OPINION: Adding fuel to the fire: Students versus preachers

Amarah Din

It’s early afternoon, and you’re walking to your next class when you notice a crowd ahead of you. You get closer and realize it’s the infamous campus preachers drawing the attention. They come to App State’s Sanford Mall almost every week. They picket with signs listing groups of people who are “sinners” that will be condemned to hell if they don’t repent. These groups of people include “drunkards,” “pot smokers,” “homosexuals” and more. 

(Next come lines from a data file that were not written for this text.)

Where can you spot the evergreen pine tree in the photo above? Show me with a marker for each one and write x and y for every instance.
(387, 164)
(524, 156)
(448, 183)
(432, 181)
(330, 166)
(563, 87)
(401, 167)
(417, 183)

The preachers’ claims are blatantly bigoted and discriminatory, and students have shared their frustrations with the people holding the signs. Students gather in large crowds around the preachers, asking them questions or pointing out flaws in their logic and playing music at full volume. Some students will even kiss each other to spite the preachers.

While all of the chaos is entertaining, none of it deters the preachers from continuing on with their preaching. The preachers have been coming to our campus for over a decade. We can’t kick them off our public university’s campus since they’re protected under the First Amendment. If we want them to leave, we have to take a different approach: ignore them.

We’re giving them exactly what they want by protesting. They crave the attention of students. They love a large audience because it means more people are listening to their message they try so hard to spread. But if students on Sanford ignore them, we eliminate any significant reason for the preachers to come back. 

App State should feel like a safe, loving and accepting environment. As someone who was told that being Muslim meant I believed in a “false god,” I want them gone as much as the next guy. However, as much as I’d like to think I can be the one person to change the preachers’ perspective, it’s not that simple. These are not people who are willing to compromise on their beliefs they’ve held onto for decades.